Sigi Gsteu of Feldkirch, Austria, wiped away tears as he told of three close friends who died when the torrents flooded their Thai resort bungalow.
"When a person is missing and you don't have (a body), you cannot say goodbye," he said as he set two simple wooden plaques engraved with his friends' names beneath a lone pine tree where the resort once stood.
At a Christmas Eve service in a hotel on Thailand's Patong beach, a Roman Catholic priest urged worshippers to "remember all those who lost their lives in the tsunami."
Not everyone was thinking of the past, though. Holiday revelers partied with bar staff dressed in Christmas hats in Patong's notorious nightclub district.
After attending Christmas ceremonies on earthquake-shattered Nias island, President Yudhoyono and his wife, Ani, wept as they hugged children at a home for more than 200 tsunami orphans in the Sumatran city of Medan.

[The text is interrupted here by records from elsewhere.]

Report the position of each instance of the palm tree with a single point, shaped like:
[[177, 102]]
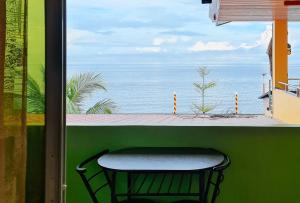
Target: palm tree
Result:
[[78, 88], [81, 86]]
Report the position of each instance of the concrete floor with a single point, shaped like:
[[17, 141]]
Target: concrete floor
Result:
[[169, 120]]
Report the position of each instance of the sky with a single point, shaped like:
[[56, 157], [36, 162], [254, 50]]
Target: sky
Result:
[[164, 31]]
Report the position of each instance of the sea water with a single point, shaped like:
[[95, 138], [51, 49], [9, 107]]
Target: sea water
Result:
[[148, 88]]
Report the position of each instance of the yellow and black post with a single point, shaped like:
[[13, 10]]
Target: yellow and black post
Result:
[[175, 103], [236, 103]]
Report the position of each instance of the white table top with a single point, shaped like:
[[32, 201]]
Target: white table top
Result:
[[161, 159]]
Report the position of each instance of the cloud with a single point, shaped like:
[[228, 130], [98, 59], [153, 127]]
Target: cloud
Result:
[[107, 32], [80, 36], [170, 40], [263, 40], [181, 33], [212, 46], [148, 49]]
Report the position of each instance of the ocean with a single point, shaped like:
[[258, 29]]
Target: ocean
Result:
[[148, 88]]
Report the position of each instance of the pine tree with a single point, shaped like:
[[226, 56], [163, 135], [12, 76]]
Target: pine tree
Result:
[[202, 87]]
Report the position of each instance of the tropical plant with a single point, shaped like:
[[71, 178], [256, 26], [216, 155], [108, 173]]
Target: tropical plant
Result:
[[78, 89], [202, 87], [81, 86]]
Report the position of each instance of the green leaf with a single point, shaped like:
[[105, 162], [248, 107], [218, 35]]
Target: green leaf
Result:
[[79, 87]]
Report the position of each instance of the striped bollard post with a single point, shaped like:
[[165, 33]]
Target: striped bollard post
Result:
[[236, 103], [175, 103]]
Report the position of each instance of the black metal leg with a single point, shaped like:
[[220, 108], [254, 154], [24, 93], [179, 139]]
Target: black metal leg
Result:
[[202, 187], [129, 185], [113, 188], [112, 184]]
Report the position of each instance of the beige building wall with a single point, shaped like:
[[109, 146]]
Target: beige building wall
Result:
[[286, 107]]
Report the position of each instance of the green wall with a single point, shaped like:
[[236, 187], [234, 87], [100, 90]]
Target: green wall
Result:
[[265, 161]]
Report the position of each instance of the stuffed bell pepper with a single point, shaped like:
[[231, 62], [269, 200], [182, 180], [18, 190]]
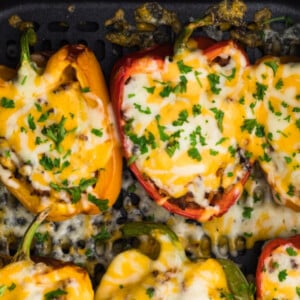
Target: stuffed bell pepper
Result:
[[58, 146], [194, 120], [168, 274], [278, 273], [42, 278]]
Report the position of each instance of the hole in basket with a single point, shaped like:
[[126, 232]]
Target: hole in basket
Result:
[[99, 48], [46, 45], [58, 26], [12, 49], [87, 26], [82, 42], [66, 247], [63, 43]]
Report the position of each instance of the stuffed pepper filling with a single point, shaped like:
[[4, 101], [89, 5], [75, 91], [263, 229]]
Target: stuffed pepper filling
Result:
[[193, 125], [58, 148], [182, 120], [280, 274]]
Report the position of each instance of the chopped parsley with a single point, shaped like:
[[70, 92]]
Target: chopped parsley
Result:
[[150, 89], [103, 235], [41, 237], [250, 124], [74, 191], [194, 154], [31, 122], [273, 65], [45, 116], [213, 152], [184, 69], [7, 103], [166, 91], [146, 110], [279, 84], [97, 132], [85, 89], [260, 91], [182, 118], [196, 109], [214, 80], [49, 164], [57, 132], [150, 292], [291, 251], [219, 115], [161, 129], [291, 190], [196, 73], [197, 134], [181, 86], [221, 140], [231, 76], [102, 204], [282, 275], [55, 294]]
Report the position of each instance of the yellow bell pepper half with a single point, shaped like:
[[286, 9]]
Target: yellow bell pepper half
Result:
[[58, 145]]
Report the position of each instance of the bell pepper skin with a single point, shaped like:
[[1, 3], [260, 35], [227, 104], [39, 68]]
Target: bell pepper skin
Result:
[[42, 278], [69, 127], [277, 274], [121, 74], [171, 275]]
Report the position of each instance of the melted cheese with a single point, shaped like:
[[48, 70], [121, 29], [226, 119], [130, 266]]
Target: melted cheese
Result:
[[26, 280], [52, 132], [133, 275], [254, 108], [281, 274], [187, 132]]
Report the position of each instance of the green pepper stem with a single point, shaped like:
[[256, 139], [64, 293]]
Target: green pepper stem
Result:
[[23, 252], [238, 284], [135, 229], [28, 38], [187, 31]]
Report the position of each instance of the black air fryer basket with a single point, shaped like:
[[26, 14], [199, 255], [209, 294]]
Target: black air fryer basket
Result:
[[69, 22]]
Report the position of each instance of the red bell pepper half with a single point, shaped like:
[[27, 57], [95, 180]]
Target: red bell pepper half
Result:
[[279, 257], [121, 74]]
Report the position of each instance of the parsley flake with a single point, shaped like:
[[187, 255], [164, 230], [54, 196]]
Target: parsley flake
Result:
[[31, 123], [102, 204], [273, 65], [282, 275], [214, 80], [291, 251], [7, 103], [146, 110], [184, 69], [55, 294], [97, 132]]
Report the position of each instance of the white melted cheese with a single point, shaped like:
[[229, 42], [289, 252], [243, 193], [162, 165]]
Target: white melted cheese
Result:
[[197, 138], [281, 274], [255, 108], [40, 109], [133, 275]]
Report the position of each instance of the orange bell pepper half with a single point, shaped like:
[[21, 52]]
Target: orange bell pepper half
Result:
[[59, 148]]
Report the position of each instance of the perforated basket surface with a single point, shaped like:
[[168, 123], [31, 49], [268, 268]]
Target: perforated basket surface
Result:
[[58, 23]]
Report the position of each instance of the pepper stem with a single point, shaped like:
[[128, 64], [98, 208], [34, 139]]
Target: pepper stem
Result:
[[238, 284], [28, 39], [23, 252], [182, 40], [135, 229]]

In India, more than 300 people attended an interfaith service of Hindu, Christian and Muslim prayers Sunday before joining a march led by children dressed in white through Nagapattinam, where thousands of people were washed away.
At least 216,000 people died or disappeared in the waves, according to an Associated Press assessment of government and credible relief agency figures. The United Nations estimates the number at 223,000.
The tsunami generated one of the most generous outpourings of foreign aid ever known, more money than could be spent in one year. Some $13 billion was pledged to relief and recovery efforts, of which 75 percent already has been secured, the United Nations says.
While local economies are recovering, 80 percent of the 1.8 million people displaced by the disaster still live in tents, plywood barracks or the homes of family and friends, according to the aid group Oxfam International.